An unsettling expressionist atmosphere dominates The Last Word, a play about women politically persecuted by the Russian State.
The show opens with Alla Gutnikovathe, the first of nine women played by Alisa Khazanova, speaking as if to a Russian court; her words, like those of the other women in this play, are derived from the actual court appearances of the women.
Her supposed crime of having published a magazine that supported students protesting against the regime is projected onto the back wall. Across the back of the stage, the mysterious figure of a partially naked man slowly rolls across the stage. Between many of the brief fragments of each woman’s speech in English, which also appear in surtitles, there is a song, the translation of which is projected onto the front of the stage scrim screen.
Among the persecuted women to appear before us is Yuia Tsvetkova, facing between two and six years in prison for posting online drawings of a vulva.

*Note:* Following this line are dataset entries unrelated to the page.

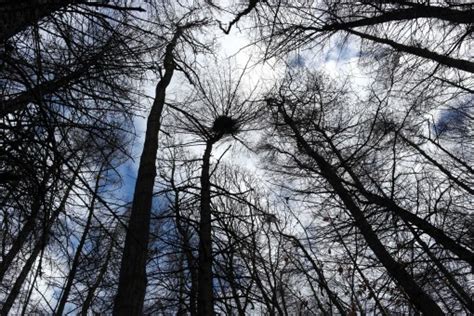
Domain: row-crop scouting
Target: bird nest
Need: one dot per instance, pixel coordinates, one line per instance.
(225, 125)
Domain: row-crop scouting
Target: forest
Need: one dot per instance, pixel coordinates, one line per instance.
(253, 157)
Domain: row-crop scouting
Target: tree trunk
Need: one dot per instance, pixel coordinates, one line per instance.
(132, 280)
(414, 292)
(205, 288)
(90, 294)
(77, 255)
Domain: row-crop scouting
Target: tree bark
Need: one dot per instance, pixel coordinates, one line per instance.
(77, 255)
(205, 288)
(414, 292)
(132, 280)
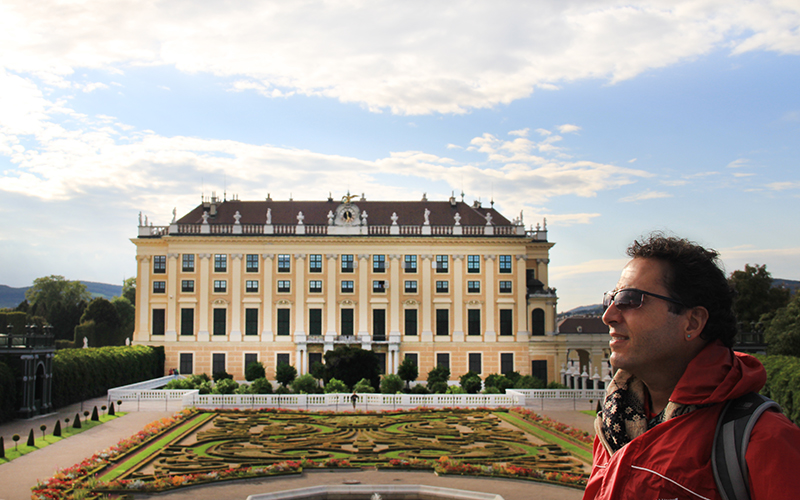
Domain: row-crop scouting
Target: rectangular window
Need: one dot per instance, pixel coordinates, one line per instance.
(187, 321)
(506, 362)
(284, 263)
(284, 316)
(218, 362)
(378, 263)
(475, 362)
(187, 265)
(473, 322)
(347, 263)
(442, 263)
(315, 263)
(159, 316)
(220, 263)
(220, 318)
(347, 322)
(251, 263)
(315, 321)
(411, 321)
(506, 322)
(473, 263)
(442, 322)
(186, 366)
(410, 263)
(251, 321)
(159, 264)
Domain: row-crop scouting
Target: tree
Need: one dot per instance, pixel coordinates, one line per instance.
(755, 295)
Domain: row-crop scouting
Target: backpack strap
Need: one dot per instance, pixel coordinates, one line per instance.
(731, 437)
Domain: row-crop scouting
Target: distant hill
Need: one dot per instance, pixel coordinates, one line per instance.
(11, 297)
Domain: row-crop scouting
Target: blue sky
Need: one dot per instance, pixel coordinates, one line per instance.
(609, 119)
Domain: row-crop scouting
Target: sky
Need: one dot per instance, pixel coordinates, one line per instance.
(607, 119)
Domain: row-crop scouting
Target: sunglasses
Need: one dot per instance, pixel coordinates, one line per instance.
(631, 298)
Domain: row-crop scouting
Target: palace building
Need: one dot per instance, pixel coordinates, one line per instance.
(442, 282)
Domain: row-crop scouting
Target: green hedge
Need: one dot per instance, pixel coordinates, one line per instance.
(783, 383)
(87, 373)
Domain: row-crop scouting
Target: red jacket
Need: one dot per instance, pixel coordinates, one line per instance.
(673, 459)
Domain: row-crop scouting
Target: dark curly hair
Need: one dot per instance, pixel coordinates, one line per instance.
(694, 277)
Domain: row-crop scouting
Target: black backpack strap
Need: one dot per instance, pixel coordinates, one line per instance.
(731, 437)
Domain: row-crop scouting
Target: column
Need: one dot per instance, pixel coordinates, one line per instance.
(236, 297)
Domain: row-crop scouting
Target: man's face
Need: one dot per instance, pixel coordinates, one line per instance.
(648, 338)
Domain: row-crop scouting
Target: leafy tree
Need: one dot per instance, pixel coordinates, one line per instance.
(408, 371)
(285, 374)
(755, 295)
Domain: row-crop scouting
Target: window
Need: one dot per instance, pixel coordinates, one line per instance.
(251, 263)
(473, 263)
(159, 264)
(505, 264)
(475, 362)
(443, 359)
(506, 362)
(251, 321)
(217, 362)
(378, 263)
(473, 322)
(315, 263)
(187, 322)
(284, 316)
(284, 263)
(186, 366)
(347, 322)
(220, 328)
(347, 263)
(159, 316)
(411, 321)
(442, 322)
(410, 263)
(220, 263)
(506, 322)
(315, 321)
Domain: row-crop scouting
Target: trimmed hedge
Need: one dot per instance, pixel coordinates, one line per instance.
(80, 374)
(783, 383)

The arrested activists we meet also include Natalya Gorbanevskaya who in 1968 demonstrated in Red Square against Russian troops in Czechoslovakia, for which she was subjected to psychiatric treatment; after all, if you object to the Russian state, there must be something wrong with your mind.
A particularly exciting moment in the show is the appearance of a member of Pussy Riot flinging her arms in the air and dancing at a standing microphone.
Occasionally, the face of a woman speaking will simultaneously appear from a different angle on the back screen and on the front scrim screen giving the appearance of one of those disturbing Big Brother images where there is no escape from being known by others.
The bloodied, rolling man (perhaps a newborn to the world) is washed and cleaned by the woman. Later, wearing some kind of military hat and costume, he will take a more authoritarian pose.
The stage lighting often shifts direction and colour, at one point bathing the performance in a disconcerting red glow.
Although the style and mood of the sixty-minute performance grab our attention, the brief words of the women can feel remote and largely unmemorable. There is too little to emotionally engage with, either of the specific injustice of the women we hear or the larger issue of the appalling persecution of people in Russia for the most trivial reasons.
The final moments of the show give us a glimpse of that horrific persecution with the names of over eighty prosecutions for so-called crimes as vague as “extremism” being projected onto the scrim screen.
Despite this predictable persecution of even the slightest signs of resistance to the current Russian regime, people continue bravely to protest. Since the start of the Russian war against Ukraine in February 2022, according to the Russian non-governmental organisation OVD, there have been 20,000 people detained at anti-war protests in Russia, with nearly 900 of those being prosecuted.